Here is the code that I currently have. Running on Perl v5.8.9.
#!/usr/bin/perl
# Prompts the user for their desired configuration
print "\n";
print "Please type BB for breadboard, or ACU for the Audio Control Unit.\n";
print "Do you want a BB or ACU version of alarm programmer: ";
$a = <STDIN>;
"\n";
# print "You have selected the $a configuration";
# print "\n";
if($a == "ACU"){
print("Initiating alarm programmer for ACU...\n");
}else{
print("Initiating alarm programmer for breadboard...\n");
}
Here is some sample output:
C:\Users\U157280\Documents\Alarm Programmer>PerlAutonomy.pl
Please type BB for breadboard, or ACU for the Audio Control Unit. Do you want a BB or ACU version of alarm programmer: ACU
Initiating alarm programmer for ACU...
C:\Users\U157280\Documents\Alarm Programmer>PerlAutonomy.pl
Please type BB for breadboard, or ACU for the Audio Control Unit. Do you want a BB or ACU version of alarm programmer: BB
Initiating alarm programmer for ACU...
As you can see, it selects ACU for both even though the statements appear to be correct.

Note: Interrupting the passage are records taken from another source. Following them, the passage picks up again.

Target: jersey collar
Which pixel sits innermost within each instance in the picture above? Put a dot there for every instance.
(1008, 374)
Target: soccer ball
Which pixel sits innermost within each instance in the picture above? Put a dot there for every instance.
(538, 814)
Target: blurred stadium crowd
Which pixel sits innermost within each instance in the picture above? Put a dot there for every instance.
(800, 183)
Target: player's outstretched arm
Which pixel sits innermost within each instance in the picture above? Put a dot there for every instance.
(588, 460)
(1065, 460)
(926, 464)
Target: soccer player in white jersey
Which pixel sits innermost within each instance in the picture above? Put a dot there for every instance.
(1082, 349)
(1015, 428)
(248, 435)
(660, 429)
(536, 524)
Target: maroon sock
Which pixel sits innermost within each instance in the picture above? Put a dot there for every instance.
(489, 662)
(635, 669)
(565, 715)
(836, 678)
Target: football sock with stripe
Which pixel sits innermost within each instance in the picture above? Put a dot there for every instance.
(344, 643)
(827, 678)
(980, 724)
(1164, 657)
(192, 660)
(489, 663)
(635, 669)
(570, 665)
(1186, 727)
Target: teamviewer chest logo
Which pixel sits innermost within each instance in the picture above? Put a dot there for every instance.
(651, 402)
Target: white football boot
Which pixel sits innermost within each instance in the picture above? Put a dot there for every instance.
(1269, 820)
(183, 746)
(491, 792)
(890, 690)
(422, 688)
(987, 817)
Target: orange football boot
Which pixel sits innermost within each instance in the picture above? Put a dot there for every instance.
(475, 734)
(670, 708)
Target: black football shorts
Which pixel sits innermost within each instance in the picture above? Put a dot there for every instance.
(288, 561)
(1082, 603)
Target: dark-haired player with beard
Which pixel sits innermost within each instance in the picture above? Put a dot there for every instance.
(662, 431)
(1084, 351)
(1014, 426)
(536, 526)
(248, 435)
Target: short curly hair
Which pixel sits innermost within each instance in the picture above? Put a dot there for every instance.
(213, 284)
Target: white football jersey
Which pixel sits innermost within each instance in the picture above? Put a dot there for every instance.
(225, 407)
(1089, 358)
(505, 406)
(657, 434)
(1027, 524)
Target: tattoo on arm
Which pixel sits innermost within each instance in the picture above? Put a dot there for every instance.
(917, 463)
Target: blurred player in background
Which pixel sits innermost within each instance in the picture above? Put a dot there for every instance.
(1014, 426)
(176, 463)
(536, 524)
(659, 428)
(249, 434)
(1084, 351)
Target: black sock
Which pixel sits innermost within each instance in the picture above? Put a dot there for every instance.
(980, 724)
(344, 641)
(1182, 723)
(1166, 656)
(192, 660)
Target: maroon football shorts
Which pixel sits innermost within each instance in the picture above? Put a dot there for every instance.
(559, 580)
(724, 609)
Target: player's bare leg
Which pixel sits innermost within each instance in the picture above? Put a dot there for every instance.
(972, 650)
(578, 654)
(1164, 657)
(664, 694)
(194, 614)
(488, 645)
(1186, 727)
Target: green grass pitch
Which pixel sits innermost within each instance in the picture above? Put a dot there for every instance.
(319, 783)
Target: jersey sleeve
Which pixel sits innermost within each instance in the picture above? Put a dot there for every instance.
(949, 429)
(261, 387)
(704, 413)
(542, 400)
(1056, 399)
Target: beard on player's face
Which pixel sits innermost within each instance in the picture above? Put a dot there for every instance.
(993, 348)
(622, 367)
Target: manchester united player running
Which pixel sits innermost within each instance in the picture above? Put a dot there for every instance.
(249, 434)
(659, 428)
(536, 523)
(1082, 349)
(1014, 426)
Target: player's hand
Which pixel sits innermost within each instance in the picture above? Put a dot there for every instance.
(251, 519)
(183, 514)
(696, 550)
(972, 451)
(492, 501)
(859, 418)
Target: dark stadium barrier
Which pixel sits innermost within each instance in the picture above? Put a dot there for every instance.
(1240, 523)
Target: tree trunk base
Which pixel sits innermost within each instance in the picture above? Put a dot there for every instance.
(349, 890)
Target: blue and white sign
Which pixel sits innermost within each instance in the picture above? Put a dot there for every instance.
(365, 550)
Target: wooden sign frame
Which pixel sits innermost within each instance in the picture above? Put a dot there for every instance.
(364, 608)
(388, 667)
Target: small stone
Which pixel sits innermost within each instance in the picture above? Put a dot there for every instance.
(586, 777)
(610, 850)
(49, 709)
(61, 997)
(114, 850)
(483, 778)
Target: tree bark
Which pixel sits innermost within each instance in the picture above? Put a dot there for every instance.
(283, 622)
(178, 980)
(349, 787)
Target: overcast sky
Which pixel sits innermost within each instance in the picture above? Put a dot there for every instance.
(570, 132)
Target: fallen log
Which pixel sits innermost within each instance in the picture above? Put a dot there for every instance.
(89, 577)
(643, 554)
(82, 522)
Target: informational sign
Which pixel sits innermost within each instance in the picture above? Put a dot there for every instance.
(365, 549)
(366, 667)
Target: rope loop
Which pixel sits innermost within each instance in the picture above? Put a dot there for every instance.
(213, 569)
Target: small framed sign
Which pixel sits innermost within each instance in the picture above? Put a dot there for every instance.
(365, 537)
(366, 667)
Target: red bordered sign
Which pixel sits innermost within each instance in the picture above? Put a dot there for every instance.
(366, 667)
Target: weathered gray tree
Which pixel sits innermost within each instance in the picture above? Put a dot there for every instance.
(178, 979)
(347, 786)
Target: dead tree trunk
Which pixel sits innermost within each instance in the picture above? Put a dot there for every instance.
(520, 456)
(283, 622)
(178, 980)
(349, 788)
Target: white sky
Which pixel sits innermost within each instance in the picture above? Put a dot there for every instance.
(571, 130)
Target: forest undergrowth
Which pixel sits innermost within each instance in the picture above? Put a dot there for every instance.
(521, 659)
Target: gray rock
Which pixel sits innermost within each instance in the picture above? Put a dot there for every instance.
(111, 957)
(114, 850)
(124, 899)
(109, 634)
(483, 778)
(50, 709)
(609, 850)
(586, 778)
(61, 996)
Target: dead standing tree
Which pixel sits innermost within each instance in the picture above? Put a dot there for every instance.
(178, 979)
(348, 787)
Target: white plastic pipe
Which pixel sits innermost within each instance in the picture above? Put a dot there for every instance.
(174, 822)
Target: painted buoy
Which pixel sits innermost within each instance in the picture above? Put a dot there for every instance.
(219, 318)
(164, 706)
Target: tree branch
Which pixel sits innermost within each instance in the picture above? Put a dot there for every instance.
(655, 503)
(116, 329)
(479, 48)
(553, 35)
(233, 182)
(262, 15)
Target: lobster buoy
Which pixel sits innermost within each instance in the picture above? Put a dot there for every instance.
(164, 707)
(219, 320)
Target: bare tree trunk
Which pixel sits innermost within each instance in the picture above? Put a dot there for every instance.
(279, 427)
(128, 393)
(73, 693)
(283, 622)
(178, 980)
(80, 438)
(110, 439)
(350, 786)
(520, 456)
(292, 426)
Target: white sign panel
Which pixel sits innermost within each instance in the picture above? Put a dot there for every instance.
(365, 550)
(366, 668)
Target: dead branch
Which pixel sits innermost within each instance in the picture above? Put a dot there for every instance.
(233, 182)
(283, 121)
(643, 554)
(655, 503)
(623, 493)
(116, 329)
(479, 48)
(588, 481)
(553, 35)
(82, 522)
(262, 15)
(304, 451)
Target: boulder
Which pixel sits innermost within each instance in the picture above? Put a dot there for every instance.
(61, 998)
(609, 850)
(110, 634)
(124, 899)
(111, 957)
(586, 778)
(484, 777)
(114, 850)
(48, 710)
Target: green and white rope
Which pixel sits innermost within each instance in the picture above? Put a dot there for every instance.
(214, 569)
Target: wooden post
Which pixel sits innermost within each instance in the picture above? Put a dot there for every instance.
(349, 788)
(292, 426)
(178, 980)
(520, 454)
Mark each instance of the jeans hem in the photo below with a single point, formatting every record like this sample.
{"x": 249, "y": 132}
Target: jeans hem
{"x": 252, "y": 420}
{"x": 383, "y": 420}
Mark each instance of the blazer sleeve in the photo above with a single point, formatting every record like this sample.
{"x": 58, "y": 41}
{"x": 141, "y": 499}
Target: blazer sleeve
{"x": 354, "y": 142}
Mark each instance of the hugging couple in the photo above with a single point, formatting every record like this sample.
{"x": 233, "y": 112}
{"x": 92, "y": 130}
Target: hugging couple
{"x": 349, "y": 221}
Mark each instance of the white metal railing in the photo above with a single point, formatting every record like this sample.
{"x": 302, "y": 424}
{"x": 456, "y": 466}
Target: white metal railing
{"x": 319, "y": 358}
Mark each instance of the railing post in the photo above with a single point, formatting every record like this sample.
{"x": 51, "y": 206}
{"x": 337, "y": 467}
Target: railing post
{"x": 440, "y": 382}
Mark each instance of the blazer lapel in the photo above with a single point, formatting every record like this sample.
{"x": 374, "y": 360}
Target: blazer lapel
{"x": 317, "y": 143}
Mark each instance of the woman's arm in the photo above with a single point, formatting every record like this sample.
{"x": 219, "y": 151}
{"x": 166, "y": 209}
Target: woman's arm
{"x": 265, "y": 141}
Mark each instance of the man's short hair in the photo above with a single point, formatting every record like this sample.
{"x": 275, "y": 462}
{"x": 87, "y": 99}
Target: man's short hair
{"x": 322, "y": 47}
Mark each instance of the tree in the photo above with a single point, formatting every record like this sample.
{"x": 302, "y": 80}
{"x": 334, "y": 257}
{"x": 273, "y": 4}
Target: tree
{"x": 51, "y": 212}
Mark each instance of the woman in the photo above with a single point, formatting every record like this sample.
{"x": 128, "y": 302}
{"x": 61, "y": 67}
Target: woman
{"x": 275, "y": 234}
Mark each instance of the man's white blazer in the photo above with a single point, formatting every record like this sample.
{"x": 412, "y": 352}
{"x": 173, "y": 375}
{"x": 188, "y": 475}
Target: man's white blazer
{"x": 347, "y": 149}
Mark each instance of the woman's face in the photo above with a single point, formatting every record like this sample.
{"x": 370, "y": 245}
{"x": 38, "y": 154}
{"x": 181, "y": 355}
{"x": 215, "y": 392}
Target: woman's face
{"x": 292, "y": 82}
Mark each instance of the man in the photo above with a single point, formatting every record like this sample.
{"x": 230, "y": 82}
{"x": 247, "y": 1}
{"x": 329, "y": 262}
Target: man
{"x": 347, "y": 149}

Any help you can provide would be greatly appreciated. Please let me know if I can answer any more questions, but I assume this should be a quick fix.
Thanks again.
CodePudding user response:
Try this:
#!/usr/bin/perl
# Prompts the user for their desired configuration
print "\n";
print "Please type BB for breadboard, or ACU for the Audio Control Unit.\n";
print "Do you want a BB or ACU version of alarm programmer: ";
$a = <STDIN>;
"\n";
chomp($a);
# print "You have selected the $a configuration";
# print "\n";
if($a eq "ACU"){
print("Initiating alarm programmer for ACU...\n");
}else{
print("Initiating alarm programmer for breadboard...\n");
}
You had 2 issues, first, = is assignment not comparison. Second, you had a newline at the end of your input that you weren't accounting for. The chomp() gets rid of the newline, and the eq does string comparison.